Être sensible à la préservation des océans, mais surfer sur des planches en plastique… Voilà le paradoxe qui a inspiré au Finistérien Jérémy Lucas le nom de sa société, Paradoxal Surfboards, créée en 2020. «On n'a pas le choix aujourd’hui que d’utiliser du matériel fait à base de pétrole. Je pense aux planches, mais il y a aussi les combinaisons, les gants, les chaussons, la cagoule, les dérives de surf etc», affirme-t-il. C’est cloué au lit par une intoxication au sulfure d'hydrogène - un gaz dégagé par les algues vertes en décomposition -, alors qu’il sortait d’une session de surf, que Jérémy Lucas a eu une prise de conscience. Pourquoi ne pas utiliser ces mêmes algues qui prolifèrent dans sa région pour fabriquer des planches de surf localement ?
L’entrepreneur crée alors dans la foulée un prototype de planche de surf dans lequel il incorpore de l’amidon de maïs à la place des algues pour répondre dans un premier temps à la question : «Suis-je suis capable d'imprimer en 3D en grand volume une planche et de la stratifier ?», explique-t-il. Ce procédé de fabrication, en plus d’offrir la possibilité de créer des designs complexes - en forme d’alvéoles dans le cas de Paradoxal Surfboards -, et de n’être que peu énergivore, permet de façonner de manière plus précise l’objet. «Lorsque vous avez un monobloc de polystyrène ou de polyuréthane, vous avez la même densité de matière, d'un point A à un point B. Avec l’impression 3D, on est capable de consolider des zones de fragilité, notamment la zone d'appui pour les pieds, par exemple, sur un surf», détaille Jérémy Lucas.

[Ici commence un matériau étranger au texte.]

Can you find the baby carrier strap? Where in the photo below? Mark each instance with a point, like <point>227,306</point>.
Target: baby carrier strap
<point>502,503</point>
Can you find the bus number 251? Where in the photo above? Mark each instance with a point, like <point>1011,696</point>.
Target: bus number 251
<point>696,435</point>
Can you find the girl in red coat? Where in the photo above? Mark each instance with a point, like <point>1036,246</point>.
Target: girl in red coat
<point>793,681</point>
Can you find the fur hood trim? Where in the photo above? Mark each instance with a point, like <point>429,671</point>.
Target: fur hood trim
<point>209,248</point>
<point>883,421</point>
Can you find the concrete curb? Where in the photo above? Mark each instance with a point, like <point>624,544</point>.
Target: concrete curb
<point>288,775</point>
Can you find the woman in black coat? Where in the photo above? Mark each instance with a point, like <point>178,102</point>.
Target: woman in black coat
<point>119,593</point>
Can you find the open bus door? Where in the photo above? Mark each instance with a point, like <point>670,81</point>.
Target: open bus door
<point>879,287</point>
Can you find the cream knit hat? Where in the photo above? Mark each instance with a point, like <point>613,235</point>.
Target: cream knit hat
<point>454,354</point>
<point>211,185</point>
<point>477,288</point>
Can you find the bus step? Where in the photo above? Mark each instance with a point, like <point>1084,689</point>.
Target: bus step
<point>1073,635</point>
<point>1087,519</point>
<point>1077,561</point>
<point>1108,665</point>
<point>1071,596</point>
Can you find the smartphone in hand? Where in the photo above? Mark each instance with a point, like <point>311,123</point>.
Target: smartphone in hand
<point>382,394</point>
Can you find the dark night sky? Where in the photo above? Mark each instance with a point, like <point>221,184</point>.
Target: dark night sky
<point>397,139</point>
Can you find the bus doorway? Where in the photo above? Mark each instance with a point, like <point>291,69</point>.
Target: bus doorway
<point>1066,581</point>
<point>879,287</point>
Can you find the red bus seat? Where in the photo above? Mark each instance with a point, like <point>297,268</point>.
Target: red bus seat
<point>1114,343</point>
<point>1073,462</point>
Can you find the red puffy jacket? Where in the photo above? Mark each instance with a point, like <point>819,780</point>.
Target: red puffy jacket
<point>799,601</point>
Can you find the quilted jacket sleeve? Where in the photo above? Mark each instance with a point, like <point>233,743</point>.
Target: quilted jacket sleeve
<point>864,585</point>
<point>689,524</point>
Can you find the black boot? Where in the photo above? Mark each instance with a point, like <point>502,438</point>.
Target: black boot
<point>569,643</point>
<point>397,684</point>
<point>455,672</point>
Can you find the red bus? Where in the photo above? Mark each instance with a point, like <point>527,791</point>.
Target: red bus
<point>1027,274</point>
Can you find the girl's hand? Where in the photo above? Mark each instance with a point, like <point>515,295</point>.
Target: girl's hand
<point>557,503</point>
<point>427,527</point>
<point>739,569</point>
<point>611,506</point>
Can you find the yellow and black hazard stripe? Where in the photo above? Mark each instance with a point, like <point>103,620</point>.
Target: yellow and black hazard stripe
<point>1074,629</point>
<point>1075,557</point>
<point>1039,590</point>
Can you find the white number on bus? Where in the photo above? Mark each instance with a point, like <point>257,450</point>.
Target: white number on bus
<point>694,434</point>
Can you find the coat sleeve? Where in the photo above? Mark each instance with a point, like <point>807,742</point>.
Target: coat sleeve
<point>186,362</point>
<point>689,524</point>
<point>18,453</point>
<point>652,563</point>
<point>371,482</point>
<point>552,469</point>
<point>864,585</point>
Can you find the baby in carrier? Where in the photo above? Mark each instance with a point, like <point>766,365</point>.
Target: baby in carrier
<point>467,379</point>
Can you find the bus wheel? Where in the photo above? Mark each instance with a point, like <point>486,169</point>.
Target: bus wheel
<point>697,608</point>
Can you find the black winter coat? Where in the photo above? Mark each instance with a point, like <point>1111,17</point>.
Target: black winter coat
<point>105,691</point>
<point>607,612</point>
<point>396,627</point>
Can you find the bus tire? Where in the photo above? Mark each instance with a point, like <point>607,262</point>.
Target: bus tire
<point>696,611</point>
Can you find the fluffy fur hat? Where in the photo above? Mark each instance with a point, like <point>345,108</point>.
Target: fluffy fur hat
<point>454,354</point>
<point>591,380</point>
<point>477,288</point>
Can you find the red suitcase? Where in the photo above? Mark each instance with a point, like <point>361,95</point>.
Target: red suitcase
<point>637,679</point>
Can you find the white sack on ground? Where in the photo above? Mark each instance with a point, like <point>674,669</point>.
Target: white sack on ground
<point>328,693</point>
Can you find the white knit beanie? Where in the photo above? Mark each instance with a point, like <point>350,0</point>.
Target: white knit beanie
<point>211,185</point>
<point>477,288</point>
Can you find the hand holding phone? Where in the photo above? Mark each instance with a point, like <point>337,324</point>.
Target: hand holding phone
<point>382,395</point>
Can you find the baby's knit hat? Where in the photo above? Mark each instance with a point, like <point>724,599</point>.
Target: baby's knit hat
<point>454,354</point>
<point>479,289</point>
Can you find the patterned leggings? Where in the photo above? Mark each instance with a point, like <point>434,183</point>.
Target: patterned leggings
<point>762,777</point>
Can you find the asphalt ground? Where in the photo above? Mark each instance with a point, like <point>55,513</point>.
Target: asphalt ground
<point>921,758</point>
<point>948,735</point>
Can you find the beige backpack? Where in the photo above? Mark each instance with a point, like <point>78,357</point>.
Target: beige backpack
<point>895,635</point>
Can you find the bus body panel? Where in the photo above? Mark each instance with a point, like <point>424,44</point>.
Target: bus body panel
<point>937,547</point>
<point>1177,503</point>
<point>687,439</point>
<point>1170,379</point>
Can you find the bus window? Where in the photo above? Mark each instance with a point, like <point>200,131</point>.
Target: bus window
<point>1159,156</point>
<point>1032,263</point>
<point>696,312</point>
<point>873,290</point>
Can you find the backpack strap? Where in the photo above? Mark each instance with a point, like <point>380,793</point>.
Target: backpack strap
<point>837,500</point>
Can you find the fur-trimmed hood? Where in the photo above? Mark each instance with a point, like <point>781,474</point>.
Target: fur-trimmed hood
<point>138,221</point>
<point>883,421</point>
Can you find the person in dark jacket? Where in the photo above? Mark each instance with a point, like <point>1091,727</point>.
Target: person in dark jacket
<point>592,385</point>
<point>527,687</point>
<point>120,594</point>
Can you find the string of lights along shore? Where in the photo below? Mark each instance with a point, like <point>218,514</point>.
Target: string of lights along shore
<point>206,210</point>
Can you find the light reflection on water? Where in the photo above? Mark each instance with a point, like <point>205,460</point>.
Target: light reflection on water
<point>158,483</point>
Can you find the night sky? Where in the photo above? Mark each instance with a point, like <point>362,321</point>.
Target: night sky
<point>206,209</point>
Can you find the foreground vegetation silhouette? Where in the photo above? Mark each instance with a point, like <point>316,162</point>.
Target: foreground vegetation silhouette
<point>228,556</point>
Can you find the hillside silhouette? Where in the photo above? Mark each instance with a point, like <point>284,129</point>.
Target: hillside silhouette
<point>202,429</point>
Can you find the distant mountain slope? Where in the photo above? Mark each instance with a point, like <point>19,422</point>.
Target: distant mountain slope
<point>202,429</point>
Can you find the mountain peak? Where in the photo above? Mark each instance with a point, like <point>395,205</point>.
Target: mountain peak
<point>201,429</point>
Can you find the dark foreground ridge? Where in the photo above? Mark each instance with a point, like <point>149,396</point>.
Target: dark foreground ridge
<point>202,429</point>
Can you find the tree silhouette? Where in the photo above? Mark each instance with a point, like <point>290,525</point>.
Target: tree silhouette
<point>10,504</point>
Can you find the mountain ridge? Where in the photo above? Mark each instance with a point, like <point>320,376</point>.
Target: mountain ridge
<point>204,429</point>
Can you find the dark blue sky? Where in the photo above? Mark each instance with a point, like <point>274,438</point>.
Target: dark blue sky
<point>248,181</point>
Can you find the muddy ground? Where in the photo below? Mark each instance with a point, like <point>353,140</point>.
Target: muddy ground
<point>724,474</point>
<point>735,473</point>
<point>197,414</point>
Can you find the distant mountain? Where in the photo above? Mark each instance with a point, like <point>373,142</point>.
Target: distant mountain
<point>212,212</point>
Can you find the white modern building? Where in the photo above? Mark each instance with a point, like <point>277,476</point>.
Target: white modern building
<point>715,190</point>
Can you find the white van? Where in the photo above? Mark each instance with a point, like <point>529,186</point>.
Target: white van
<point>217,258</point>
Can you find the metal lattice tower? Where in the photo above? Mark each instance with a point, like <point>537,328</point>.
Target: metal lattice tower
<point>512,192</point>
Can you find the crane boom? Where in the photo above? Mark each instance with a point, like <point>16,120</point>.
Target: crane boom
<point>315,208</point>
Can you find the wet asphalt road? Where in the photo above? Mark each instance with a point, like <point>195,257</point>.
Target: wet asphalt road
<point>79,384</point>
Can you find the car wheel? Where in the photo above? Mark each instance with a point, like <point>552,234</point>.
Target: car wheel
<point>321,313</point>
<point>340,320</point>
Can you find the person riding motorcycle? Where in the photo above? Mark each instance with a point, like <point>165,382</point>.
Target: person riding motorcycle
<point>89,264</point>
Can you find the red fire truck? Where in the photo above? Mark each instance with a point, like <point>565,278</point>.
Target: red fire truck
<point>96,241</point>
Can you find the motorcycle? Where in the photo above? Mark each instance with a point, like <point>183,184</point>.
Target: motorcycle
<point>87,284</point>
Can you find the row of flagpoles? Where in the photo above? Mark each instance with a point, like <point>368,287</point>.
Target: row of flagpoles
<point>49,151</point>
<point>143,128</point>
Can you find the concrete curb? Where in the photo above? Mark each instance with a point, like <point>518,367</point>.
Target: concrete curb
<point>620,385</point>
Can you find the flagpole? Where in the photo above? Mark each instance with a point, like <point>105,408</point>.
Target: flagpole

Paradoxal Surfboards 2 kilos d'algues vertes pour produire une planche
Après une pause de près de deux années, en mai 2023, le Breton remporte le premier prix du Ocean pitch challenge, un concours qui récompense des initiatives en faveur de la protection des océans. «Ca a catapulté le projet très loin sur le devant de la scène», se réjouit-il. De quoi lui permettre de façonner durant l’été un deuxième prototype à partir de sargasses, une autre espèce d’algues qui dégagent elles aussi des gaz toxiques, et prolifèrent de l’autre côté de l’Atlantique, dans le golfe du Mexique et les Antilles. «L'essence même du projet, c'est l'algue verte, bien sûr, mais c'est plus complexe à mettre en place», précise le chef d’entreprise.
Pour se fournir en matière organique et industrialiser sa production de planches en algues vertes, Jérémy Lucas s’est associé avec des sociétés bretonnes spécialisées dans la valorisation de ces dernières. Celles-ci les ramassent, les nettoient, les sèchent et les broient pour en faire de la poudre utilisée ensuite pour fabriquer les planches. De la fibre de verre et de la résine époxy biosourcée sont ensuite posées pour étanchéifier et solidifier l’objet. Objectif pour la jeune société : lever suffisamment de fonds pour lancer les précommandes dès le mois de mars 2024 et livrer les planches, vendues autour de 1 000 euros, l’été suivant.
D’après Jérémy Lucas, 2 kilos d’algues vertes suffisent à produire le kilo de poudre nécessaire à la fabrication de chaque planche. Ce n’est donc pas grâce à son innovation, aussi important son succès soit-il au moment de sa commercialisation, qu’il parviendra à nettoyer les plages. Mais qu’importe, le principal pour lui étant de proposer une alternative «made in Breizh» aux produits issus du pétrole.